The curious exception to the three-at-a-time control was the "Insurance Forum," the opening act of the talk Moderated by the Director of the NEA Visual Arts program, Benny Andrews, the panel and the audience somewhat awkwardly explored the possibility of a assemblage health plan for self-employed artists. The enigmas inherent in such a throw were elaborately articulated by an Allstate Insurance Company executive who presented little encouragement. Several members of the audience cited already available health plans that have the appearanceed to answer the needs of artists. Quickly, the whole exercise became pointless. Andrews's message to the assembly was quite clear, however: NAAO, as a nation-wide service organization could/should initiate and administer a health insurance plan, and the Visual Arts program would entertain proposals requesting NEA assistance.
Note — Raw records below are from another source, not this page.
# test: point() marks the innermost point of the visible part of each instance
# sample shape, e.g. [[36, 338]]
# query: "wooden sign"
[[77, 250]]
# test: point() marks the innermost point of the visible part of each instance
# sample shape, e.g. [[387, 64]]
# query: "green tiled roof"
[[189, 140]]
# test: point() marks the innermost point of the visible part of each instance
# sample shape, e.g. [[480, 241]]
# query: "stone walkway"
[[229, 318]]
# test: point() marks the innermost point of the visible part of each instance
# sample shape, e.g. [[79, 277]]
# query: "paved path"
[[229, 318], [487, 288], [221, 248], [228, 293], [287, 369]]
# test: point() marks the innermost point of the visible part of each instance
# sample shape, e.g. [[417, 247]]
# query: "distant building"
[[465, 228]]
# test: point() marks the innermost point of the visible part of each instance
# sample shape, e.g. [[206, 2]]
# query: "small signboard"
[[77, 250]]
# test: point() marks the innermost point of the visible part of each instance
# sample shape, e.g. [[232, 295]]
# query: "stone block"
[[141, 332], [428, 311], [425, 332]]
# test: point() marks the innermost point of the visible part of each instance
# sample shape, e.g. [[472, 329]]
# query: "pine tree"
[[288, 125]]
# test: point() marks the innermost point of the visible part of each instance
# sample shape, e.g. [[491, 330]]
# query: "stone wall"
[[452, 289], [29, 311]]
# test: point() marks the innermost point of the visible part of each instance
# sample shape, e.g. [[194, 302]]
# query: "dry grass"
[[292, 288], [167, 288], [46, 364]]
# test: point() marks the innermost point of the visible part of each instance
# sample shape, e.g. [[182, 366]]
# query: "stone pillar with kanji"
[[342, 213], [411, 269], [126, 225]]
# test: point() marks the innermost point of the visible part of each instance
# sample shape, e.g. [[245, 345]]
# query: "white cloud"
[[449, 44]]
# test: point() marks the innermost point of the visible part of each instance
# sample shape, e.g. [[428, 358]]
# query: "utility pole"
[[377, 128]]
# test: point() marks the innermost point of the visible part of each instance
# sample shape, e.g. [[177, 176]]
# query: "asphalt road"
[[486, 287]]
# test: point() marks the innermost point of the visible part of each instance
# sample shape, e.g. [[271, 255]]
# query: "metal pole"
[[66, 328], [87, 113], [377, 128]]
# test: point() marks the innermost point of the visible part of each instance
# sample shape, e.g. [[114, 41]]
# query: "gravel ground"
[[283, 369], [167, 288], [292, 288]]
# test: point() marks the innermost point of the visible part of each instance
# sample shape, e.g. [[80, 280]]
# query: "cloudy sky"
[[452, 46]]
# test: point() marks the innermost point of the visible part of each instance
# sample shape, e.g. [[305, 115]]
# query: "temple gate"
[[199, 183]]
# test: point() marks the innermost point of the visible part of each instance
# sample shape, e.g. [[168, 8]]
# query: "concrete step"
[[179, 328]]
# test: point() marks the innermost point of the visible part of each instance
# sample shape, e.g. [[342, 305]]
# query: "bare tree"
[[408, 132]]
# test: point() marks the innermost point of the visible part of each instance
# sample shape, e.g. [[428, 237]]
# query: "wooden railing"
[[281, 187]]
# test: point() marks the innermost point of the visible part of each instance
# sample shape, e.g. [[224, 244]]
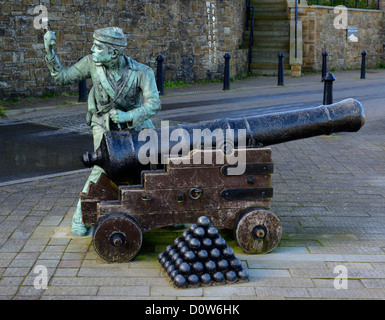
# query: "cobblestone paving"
[[328, 193]]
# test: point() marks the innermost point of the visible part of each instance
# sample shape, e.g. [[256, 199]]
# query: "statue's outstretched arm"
[[62, 75]]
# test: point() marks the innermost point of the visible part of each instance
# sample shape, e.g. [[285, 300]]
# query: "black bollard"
[[160, 75], [280, 69], [324, 64], [226, 78], [363, 65], [328, 88]]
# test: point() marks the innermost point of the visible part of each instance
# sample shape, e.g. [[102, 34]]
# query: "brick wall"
[[179, 30], [319, 34]]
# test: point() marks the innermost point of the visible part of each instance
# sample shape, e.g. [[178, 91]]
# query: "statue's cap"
[[111, 35]]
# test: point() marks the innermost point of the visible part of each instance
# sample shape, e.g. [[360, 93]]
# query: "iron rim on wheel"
[[117, 237], [258, 230]]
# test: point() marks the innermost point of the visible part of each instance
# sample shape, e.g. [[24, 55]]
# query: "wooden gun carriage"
[[133, 198]]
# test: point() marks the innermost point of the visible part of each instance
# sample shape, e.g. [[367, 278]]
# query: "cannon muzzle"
[[119, 151]]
The moral of this story had nothing to do with health insurance, on the contrary instead is indicative of the relationship between NEA and NAAO. It's well known that the NEA Visual Arts program was the midwife, if not the actual parent of NAAO. In the late '70 the NEA necessityed a means for identifying and evaluating all the workshops, center cooperatives, alternative spaces, etc that began knocking at its door during that decade, and artists' organizations recognized the ne for a collective voice for dealing with the NEA. Thus a symbiotic relationship has evolv and it remains to be seen whether the progres of NAAO will be tied to NEA directives. The prominence of Andrews's panel in the conversation schedule, despite the relative triviality of his topic (I'm not saying that health insurance is a trivial matter, it might have been discussed at the discourse in the context of forming an artists union, for instance, on the other hand wasn't) and Southern's keynote address allude to that NEA policy is a priority for NAAO. upon the other hand, health insurance was not at any time publicly mentioned again at the conversation and I heard one NAAO board member repine about the NEA trying to determine NAAO's agenda.